IIIiteracy: 3 October 2013

by J.R.

A recap of tonight’s Conference III action with help from the geniuses on social media:

So where’s the Yapps? Explanation here.

St. Louis 4, Nashville 2: On Seth Jones Day, the Blues open it up with a power play goal before the first commercial, as Inglorious Backes was left undefended:

Good thinking, Morningwood85. Sobotka got behind Kevin Klein and it’s 2-0 less than six minutes in. And it’s three goals on six in 9:45, soooo Hutton gets the call as Rinne hits the bench with the back-to-back on the docket. Fisher immediately grabs one back and early in the second David Legwand gets another back and the Preds almost immediately get a power play, because St. Louis can’t count. The Blues stretch back to two because Carter Hutton is an adventure.

And…uh…well, we aren’t gonna be allowed to show what Seth Jones did on the power play because this is a family blog and it was very very dirty.

Anyway, St. Louis won the first Conference III match-up when someone asks you in a trivia game in 2032.

Los Angeles 3, Minnesota 2: The Wild waste no time making their bid for most absurd opening goal of the year when Matt Cooke notches an early one

Doughty tied it for LA a few minutes later and Brodin notched the extra for the Wild late in the first.

The least Minnesota Wild player ever tied it up late:

Let’s all agree to call Jeff Carter “The Thirst.”

And then the shootout — the least Minnesota Wild hockey event — decided it in favor of not the Minnesota Wild.

Florida 4, Dallas 2: No longer taking entries for most ridiculous opening goal

Stars tie it up when Forgotten Rookie Alex Chiasson gets his first

Garbutt got ejected and also his name is Garbutt.

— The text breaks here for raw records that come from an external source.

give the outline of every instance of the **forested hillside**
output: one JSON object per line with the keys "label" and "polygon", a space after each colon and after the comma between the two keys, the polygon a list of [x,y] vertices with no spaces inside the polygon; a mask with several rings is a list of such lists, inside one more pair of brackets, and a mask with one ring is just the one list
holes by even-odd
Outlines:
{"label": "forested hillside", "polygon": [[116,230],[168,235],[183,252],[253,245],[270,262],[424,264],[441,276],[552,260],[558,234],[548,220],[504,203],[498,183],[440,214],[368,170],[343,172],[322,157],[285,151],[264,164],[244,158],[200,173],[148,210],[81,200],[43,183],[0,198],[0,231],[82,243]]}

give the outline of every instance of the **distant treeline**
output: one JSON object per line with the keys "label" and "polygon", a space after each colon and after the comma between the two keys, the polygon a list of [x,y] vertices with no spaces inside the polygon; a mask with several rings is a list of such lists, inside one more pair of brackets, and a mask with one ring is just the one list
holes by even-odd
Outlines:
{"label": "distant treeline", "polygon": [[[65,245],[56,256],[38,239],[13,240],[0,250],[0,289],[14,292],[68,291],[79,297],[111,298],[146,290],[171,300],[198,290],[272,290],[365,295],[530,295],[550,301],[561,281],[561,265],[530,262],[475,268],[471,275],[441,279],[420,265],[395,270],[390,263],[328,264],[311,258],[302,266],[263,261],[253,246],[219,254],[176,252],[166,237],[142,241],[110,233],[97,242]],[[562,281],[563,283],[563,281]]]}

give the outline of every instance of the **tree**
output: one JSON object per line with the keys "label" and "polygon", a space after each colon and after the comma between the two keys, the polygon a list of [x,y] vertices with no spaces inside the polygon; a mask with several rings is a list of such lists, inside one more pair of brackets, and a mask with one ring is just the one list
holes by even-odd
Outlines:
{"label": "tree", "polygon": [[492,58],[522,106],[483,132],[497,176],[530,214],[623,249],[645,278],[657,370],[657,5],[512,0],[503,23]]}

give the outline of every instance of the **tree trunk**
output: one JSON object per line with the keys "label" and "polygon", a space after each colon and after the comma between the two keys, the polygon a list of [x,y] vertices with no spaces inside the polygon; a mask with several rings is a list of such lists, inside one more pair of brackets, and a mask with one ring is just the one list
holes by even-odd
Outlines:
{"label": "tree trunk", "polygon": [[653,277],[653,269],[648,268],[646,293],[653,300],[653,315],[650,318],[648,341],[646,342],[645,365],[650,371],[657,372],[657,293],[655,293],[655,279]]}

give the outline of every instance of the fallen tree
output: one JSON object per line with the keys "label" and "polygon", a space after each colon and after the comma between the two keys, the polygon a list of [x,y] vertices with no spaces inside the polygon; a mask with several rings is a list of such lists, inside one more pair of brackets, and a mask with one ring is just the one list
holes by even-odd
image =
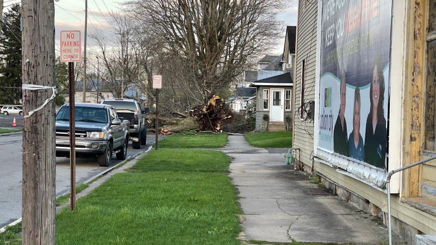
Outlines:
{"label": "fallen tree", "polygon": [[205,104],[194,107],[189,115],[198,123],[200,129],[215,132],[221,132],[223,124],[232,119],[224,100],[218,95],[212,95]]}
{"label": "fallen tree", "polygon": [[[223,124],[229,123],[233,115],[226,107],[224,100],[218,95],[211,96],[204,104],[198,105],[189,111],[189,115],[184,118],[177,118],[159,116],[159,122],[161,134],[168,135],[192,129],[213,133],[221,132]],[[149,132],[156,132],[156,116],[147,117],[147,126]]]}

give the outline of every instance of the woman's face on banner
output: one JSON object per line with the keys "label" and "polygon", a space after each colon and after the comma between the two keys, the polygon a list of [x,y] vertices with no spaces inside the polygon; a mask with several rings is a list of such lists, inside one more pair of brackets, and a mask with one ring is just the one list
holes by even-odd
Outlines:
{"label": "woman's face on banner", "polygon": [[345,85],[345,81],[341,81],[340,82],[340,115],[343,116],[345,114],[345,103],[346,103],[345,92],[347,91],[347,87]]}
{"label": "woman's face on banner", "polygon": [[371,95],[372,106],[377,107],[380,100],[380,77],[378,77],[377,66],[374,67],[374,70],[372,71],[372,83],[371,86],[372,87],[372,94]]}
{"label": "woman's face on banner", "polygon": [[355,101],[354,103],[354,116],[353,118],[353,129],[355,136],[359,135],[360,131],[360,105]]}

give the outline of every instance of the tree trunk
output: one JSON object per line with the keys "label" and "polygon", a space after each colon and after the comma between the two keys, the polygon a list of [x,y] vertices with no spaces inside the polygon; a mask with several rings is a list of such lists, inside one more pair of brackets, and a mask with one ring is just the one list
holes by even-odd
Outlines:
{"label": "tree trunk", "polygon": [[[54,5],[22,0],[23,84],[55,86]],[[50,89],[23,90],[24,115],[42,105]],[[55,104],[23,120],[22,244],[55,243]]]}

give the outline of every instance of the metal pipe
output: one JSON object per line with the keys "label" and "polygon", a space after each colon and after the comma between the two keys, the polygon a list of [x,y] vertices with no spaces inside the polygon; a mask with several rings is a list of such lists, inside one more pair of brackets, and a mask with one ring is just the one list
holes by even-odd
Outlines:
{"label": "metal pipe", "polygon": [[414,167],[415,166],[419,165],[420,164],[422,164],[423,163],[426,163],[427,162],[429,162],[432,160],[436,159],[436,156],[430,157],[430,158],[427,158],[426,159],[421,160],[420,161],[419,161],[415,163],[412,163],[412,164],[407,165],[406,166],[404,166],[401,167],[399,168],[397,168],[396,169],[394,169],[390,172],[389,172],[389,173],[388,174],[388,176],[386,177],[386,189],[388,192],[388,236],[389,236],[389,245],[392,245],[392,227],[391,226],[390,223],[390,178],[392,177],[392,176],[395,173],[397,173],[398,172],[401,172],[404,170],[406,169],[407,168],[411,168]]}
{"label": "metal pipe", "polygon": [[300,167],[300,163],[301,162],[301,149],[300,148],[289,148],[289,150],[288,150],[288,152],[289,153],[291,152],[291,150],[292,151],[298,150],[298,162],[297,164],[297,166],[298,166],[298,168],[299,170],[302,170],[303,169],[301,169],[301,168]]}
{"label": "metal pipe", "polygon": [[130,137],[129,137],[129,139],[136,143],[139,142],[139,139],[137,138],[136,137],[132,137],[130,136]]}

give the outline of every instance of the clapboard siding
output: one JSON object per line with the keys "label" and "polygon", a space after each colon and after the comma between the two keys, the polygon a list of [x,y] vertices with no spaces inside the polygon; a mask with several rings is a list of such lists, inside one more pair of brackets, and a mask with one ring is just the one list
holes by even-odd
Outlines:
{"label": "clapboard siding", "polygon": [[[301,161],[312,165],[313,157],[313,120],[302,122],[298,108],[301,106],[302,62],[305,60],[305,89],[303,103],[315,100],[316,64],[316,34],[318,1],[311,1],[304,9],[303,0],[298,3],[297,45],[295,51],[295,109],[293,147],[300,148]],[[315,105],[316,106],[316,105]],[[310,171],[310,169],[306,169]]]}

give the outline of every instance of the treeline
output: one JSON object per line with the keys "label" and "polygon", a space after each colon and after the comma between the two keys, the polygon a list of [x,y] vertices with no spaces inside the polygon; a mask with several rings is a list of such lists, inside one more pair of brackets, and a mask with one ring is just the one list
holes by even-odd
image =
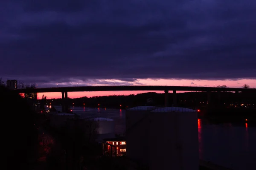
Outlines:
{"label": "treeline", "polygon": [[[255,94],[246,93],[236,94],[228,92],[212,92],[210,94],[209,101],[208,101],[207,92],[178,93],[176,96],[177,106],[193,107],[207,105],[207,102],[209,102],[209,104],[213,105],[238,103],[250,104],[253,105],[253,104],[256,103]],[[172,105],[173,97],[173,94],[169,93],[169,105]],[[69,98],[68,102],[70,106],[122,109],[146,105],[163,105],[164,100],[164,94],[149,92],[126,96],[112,95]],[[48,100],[48,103],[50,102],[52,105],[60,105],[61,104],[61,99]]]}

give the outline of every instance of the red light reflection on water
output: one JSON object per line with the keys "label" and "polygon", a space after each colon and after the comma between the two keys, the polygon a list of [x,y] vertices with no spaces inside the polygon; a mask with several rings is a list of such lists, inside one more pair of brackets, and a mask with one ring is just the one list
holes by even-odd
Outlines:
{"label": "red light reflection on water", "polygon": [[245,149],[248,150],[249,147],[249,133],[248,133],[248,124],[245,123]]}
{"label": "red light reflection on water", "polygon": [[198,143],[199,143],[199,158],[202,159],[202,128],[201,126],[201,119],[198,119]]}

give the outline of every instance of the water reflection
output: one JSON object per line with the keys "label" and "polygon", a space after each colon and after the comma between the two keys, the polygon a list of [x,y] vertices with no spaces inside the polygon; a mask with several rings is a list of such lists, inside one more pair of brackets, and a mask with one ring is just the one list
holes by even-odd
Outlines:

Anywho. In the second or third period, Brenden Dillon scored a shorty and is also a person that exists. And Alex Barkov rewarded the Panthers for not taking Seth Jones, I guess. He tied the game. Barkov, I mean.

And then they had to do that thing when the glass breaks and they play the last 25 minutes or whatever as one period.

Anyway, then Marcel Goc broke the tie because Marcel Goc is pretty cool. And he filled an empty, again, because he is great.